Investors in sub investment grade (sub-IG) private debt are facing the prospect of their first meaningful default cycle later this year and into 2024. In fact, the lure of comparatively higher yields in the post-GFC (i.e. low rate) environment, along with the promise of no volatility appears to be unravelling.
We were reminded of our wariness by a recent Financial Times interview with Howard Marks, co-founder of $172b investment group Oaktree Capital, who warned of a private credit crunch in the US on the back of higher interest rates and slower economic growth, which is severely impacting the credit quality of corporate America. This also feels particularly relevant as the US debt ceiling deadline draws near.
While traded US high yield bonds have similar underlying credit risk profiles to private debt, they are at least mark-to-market and tradeable. In these aspects they are unlike most private debt, where the prevalence of zero volatility portfolios with limited liquidity masks escalating impairment risk as economic conditions deteriorate. The latest US Senior Loan Officers (SLO) Survey, which measures the percentage of US banks tightening lending standards, suggests a meaningful increase in US high yield defaults is coming (refer Chart 1).
In their latest analysis of the US high yield market, S&P has a base case for defaults picking up from 2.5% in March 2023 to 4.25% in 2024. We expect this will be proven to be an optimistic forecast – the red arrow in Chart 1 shows the likely trend – given this cycle is characterised by much higher interest rates compared to any other post GFC cycle. We also expect the more opaque private debt market will be similarly impacted, with the added complication of many conflicted asset managers using questionable valuations.
Also read: Market Volatility and Asset Allocation Implications
We expect a similar thematic in Australia, albeit that it will play out in sub-IG private debt since we do not have a developed local high yield (HY) market. Rising impairments across Australian private debt are foreseeable in a range of pockets, including mezzanine property development lending and levered loans exposed to discretionary cash flows.

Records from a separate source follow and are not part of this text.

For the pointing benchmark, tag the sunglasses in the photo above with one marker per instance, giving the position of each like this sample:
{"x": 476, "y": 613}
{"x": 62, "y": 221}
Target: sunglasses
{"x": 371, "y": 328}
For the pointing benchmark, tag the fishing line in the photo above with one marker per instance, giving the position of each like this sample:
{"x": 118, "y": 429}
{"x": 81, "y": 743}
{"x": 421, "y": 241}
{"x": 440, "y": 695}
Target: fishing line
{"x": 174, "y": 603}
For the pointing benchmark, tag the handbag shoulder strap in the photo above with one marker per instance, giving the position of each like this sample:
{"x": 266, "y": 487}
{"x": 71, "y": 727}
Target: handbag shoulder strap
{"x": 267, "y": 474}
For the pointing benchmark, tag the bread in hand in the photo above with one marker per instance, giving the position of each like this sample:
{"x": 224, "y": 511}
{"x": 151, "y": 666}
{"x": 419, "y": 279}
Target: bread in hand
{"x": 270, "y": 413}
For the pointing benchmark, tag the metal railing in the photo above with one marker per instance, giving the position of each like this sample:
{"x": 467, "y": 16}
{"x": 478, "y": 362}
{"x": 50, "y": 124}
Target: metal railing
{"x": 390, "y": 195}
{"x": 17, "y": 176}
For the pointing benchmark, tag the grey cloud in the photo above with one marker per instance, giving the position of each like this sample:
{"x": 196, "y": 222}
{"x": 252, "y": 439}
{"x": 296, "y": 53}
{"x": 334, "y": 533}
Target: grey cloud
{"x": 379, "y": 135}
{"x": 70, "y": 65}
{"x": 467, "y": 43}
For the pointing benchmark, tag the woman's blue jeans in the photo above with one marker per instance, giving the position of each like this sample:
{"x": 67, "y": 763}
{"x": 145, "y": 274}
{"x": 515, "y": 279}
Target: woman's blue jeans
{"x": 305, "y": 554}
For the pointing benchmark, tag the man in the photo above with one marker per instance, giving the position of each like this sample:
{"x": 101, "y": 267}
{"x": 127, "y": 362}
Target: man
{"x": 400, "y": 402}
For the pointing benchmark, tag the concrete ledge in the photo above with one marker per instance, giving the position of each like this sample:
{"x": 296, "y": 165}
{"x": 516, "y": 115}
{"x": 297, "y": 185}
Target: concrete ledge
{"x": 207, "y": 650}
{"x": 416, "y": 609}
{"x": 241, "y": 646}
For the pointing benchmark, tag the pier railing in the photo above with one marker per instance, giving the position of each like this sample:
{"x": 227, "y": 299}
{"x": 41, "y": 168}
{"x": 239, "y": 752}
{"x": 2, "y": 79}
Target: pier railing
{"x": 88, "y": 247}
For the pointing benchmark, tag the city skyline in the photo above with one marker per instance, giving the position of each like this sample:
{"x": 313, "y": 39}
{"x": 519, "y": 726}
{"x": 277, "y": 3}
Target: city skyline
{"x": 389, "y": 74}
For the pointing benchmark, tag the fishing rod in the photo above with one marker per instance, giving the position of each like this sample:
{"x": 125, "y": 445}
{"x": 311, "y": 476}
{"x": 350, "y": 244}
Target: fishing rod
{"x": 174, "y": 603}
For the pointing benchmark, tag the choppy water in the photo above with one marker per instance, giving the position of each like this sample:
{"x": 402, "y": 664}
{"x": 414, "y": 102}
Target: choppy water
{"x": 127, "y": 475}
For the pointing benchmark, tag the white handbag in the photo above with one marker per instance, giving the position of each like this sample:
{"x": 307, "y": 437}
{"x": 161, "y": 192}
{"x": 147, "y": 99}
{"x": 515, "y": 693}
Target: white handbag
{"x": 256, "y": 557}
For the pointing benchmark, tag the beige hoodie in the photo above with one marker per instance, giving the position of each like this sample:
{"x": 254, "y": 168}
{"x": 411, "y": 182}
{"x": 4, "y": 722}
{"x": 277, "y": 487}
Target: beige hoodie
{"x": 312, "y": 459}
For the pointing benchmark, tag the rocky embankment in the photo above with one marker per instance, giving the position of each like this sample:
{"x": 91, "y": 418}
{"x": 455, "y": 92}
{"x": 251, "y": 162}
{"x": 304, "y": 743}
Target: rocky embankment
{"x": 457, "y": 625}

From our perspective, both the Yarra Enhanced Income Fund (EIF) and the Yarra Higher Income Fund (HIF), with their average investment grade (BBB rated) portfolios, aim to provide a much higher quality exposure than higher yielding private debt/levered loan portfolios (typically BB-/B+).
The impairment risk for both EIF (which does not invest in private debt) and HIF (which only selectively invests in syndicated loans and currently holds no private debt) is more akin to IG which is virtually non-existent compared to HY (refer Chart 2). Moreover, despite being much higher quality, EIF (+287bps) and HIF’s (+363bps) credit spreads in mid-May, compare very favourably to sub-IG loan benchmarks such as JP Morgan’s US BB rated Levered Loan Index (+353bps).